A liderança de Milei será testada, também, na relação com o Congresso. A maior parte do pacote de medidas depende de aprovação parlamentar, mas o presidente argentino ficou longe de garantir uma maioria. Dos 72 senadores, apenas sete são do partido dele. Na Câmara, dos 257 eleitos, somente 38 pertencem ao La Libertad Avanza. O sucesso do novo governo argentino, portanto, dependerá de diálogo e soluções inclusivas.

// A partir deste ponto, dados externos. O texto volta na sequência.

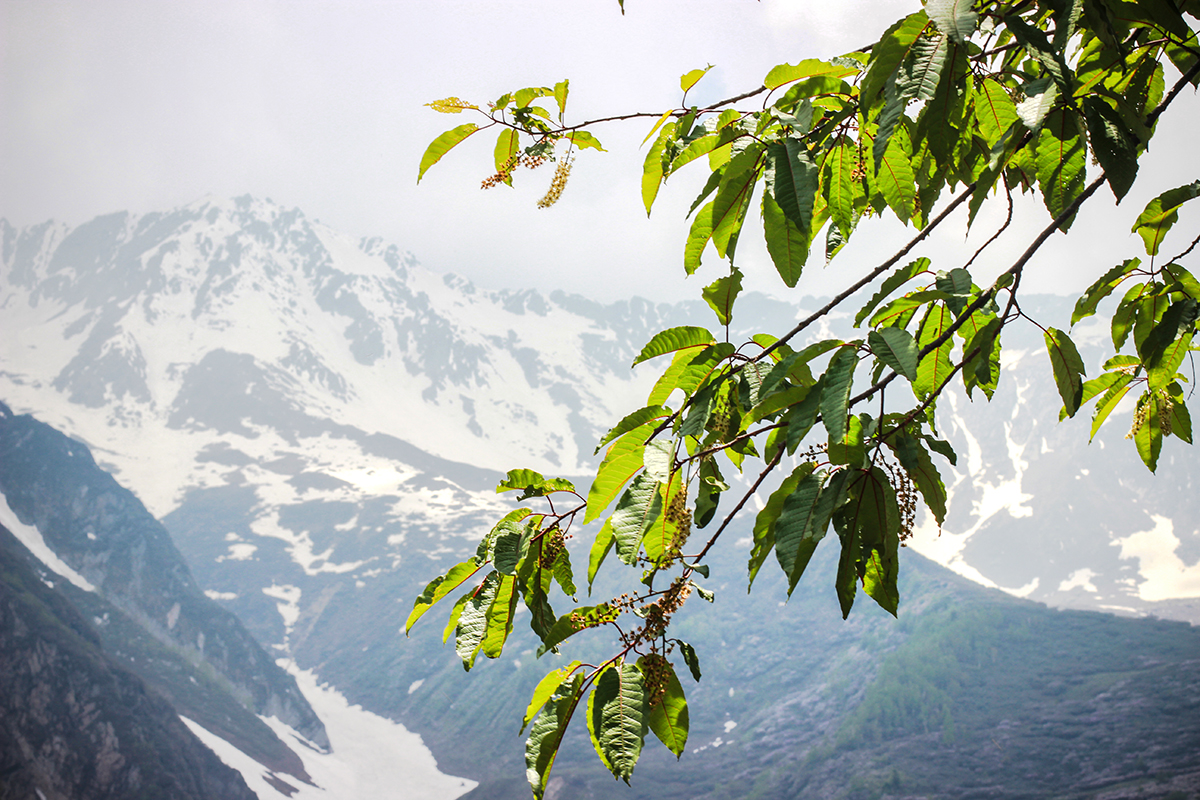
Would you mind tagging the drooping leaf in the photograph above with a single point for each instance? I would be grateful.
(1162, 212)
(835, 395)
(1087, 302)
(893, 282)
(618, 717)
(499, 617)
(637, 507)
(895, 348)
(1068, 368)
(721, 294)
(473, 620)
(1061, 157)
(923, 473)
(652, 170)
(547, 732)
(545, 689)
(439, 588)
(675, 338)
(600, 548)
(955, 18)
(786, 244)
(699, 235)
(1114, 144)
(619, 464)
(935, 367)
(765, 523)
(786, 73)
(442, 145)
(1109, 401)
(669, 713)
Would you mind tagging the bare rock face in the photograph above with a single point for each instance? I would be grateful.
(105, 533)
(76, 725)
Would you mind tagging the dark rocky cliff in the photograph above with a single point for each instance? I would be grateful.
(76, 725)
(151, 615)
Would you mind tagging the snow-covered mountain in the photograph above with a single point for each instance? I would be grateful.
(321, 422)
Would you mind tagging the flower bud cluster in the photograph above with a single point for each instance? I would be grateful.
(552, 543)
(655, 677)
(557, 184)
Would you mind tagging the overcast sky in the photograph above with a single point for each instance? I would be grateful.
(148, 106)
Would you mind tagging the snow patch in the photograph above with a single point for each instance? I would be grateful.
(31, 537)
(1164, 573)
(372, 756)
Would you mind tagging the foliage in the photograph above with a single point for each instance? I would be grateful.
(978, 101)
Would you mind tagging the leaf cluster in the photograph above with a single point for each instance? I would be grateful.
(978, 101)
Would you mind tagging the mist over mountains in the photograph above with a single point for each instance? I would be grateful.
(319, 423)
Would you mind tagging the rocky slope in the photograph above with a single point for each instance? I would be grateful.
(73, 723)
(150, 612)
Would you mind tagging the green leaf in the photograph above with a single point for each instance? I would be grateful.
(699, 235)
(1149, 437)
(765, 523)
(532, 483)
(1109, 401)
(786, 244)
(637, 509)
(600, 548)
(1061, 157)
(894, 176)
(733, 198)
(634, 420)
(835, 396)
(499, 617)
(442, 145)
(1068, 368)
(792, 180)
(895, 348)
(473, 621)
(935, 367)
(617, 717)
(547, 732)
(689, 79)
(1087, 302)
(1162, 212)
(690, 659)
(1114, 144)
(889, 53)
(795, 535)
(955, 18)
(843, 188)
(675, 338)
(786, 73)
(619, 464)
(439, 588)
(721, 293)
(545, 689)
(893, 282)
(916, 79)
(669, 715)
(652, 170)
(994, 110)
(923, 473)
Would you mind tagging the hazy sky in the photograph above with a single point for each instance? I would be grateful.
(147, 106)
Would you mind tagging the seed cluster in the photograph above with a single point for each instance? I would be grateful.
(678, 515)
(1165, 405)
(552, 543)
(562, 172)
(906, 498)
(450, 106)
(658, 614)
(655, 677)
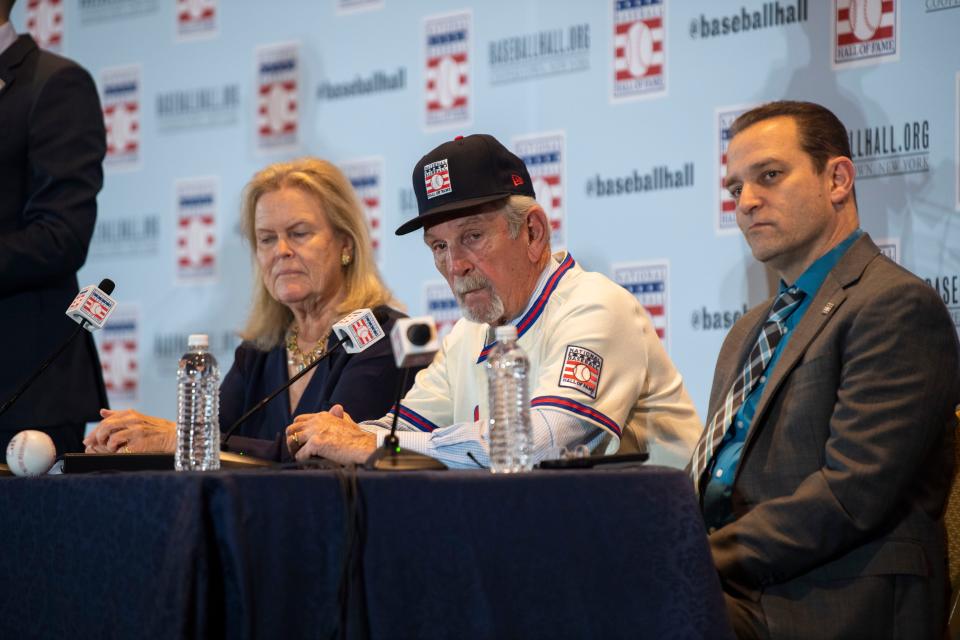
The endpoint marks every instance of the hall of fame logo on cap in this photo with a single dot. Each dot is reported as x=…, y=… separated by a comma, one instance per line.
x=196, y=19
x=196, y=230
x=581, y=370
x=118, y=349
x=45, y=23
x=544, y=156
x=366, y=176
x=726, y=213
x=647, y=281
x=440, y=303
x=639, y=56
x=278, y=82
x=436, y=176
x=447, y=73
x=120, y=88
x=865, y=32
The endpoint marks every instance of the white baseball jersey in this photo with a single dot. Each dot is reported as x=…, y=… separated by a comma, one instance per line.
x=596, y=363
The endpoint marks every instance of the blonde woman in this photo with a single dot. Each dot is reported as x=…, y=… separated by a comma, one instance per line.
x=314, y=264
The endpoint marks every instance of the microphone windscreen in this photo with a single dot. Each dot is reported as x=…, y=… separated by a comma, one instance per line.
x=419, y=334
x=92, y=306
x=361, y=328
x=414, y=341
x=107, y=286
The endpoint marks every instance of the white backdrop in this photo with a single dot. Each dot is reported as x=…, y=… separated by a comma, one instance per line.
x=619, y=108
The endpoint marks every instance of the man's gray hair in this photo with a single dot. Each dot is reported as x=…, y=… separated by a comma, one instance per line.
x=516, y=210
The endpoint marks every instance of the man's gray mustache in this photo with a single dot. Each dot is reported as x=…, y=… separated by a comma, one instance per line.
x=469, y=283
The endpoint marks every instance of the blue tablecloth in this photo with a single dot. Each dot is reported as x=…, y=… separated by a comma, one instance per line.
x=263, y=554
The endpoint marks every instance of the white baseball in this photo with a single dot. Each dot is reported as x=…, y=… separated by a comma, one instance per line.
x=31, y=453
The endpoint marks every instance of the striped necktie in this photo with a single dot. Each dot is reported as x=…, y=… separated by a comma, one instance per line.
x=770, y=335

Resta saber se o radical Milei, que prometeu acabar com a classe política tradicional, conseguirá descer do palanque e priorizar, realmente, os interesses da população tão sofrida.
A ala de economistas e empresários que se mostra otimista acredita que o pior momento para o governo será o primeiro trimestre de 2024, quando o arrocho será sentido com toda força. Mas, a partir do momento em que a inflação e o câmbio se estabilizarem, a confiança voltará e a atividade sairá do fundo do poço. O peso, de imediato, deve passar, no câmbio oficial, dos atuais 350 para 650 por dólar, dando fôlego às exportações. O pior da seca extrema que destruiu o setor agrícola ficou para trás, o que também resultará em mais vendas ao exterior. As receitas provenientes dessas operações permitirão arrecadação maior, ajudando na missão de reduzir o deficit público, de 15% do PIB, no ano que vem — Milei fala em zerar o rombo.
Enfim, a sorte da Argentina está lançada. No Brasil, o principal parceiro comercial do vizinho, a percepção é de que o trabalho a ser feito por Milei exigirá bom senso, algo muito distante dos arroubos da campanha eleitoral. O argentino prometeu romper os laços com o país, mas, logo depois do resultado das urnas, enviou a sua ministra das Relações Exteriores, Diana Mondino, para uma longa conversa com o chefe do Itamaraty, Mauro Vieira. Para o Brasil, é importante que a Argentina retome o caminho do crescimento econômico. Mas sem confrontos ideológicos e, sim, como dois parceiros estratégicos e maiores sócios do Mercosul.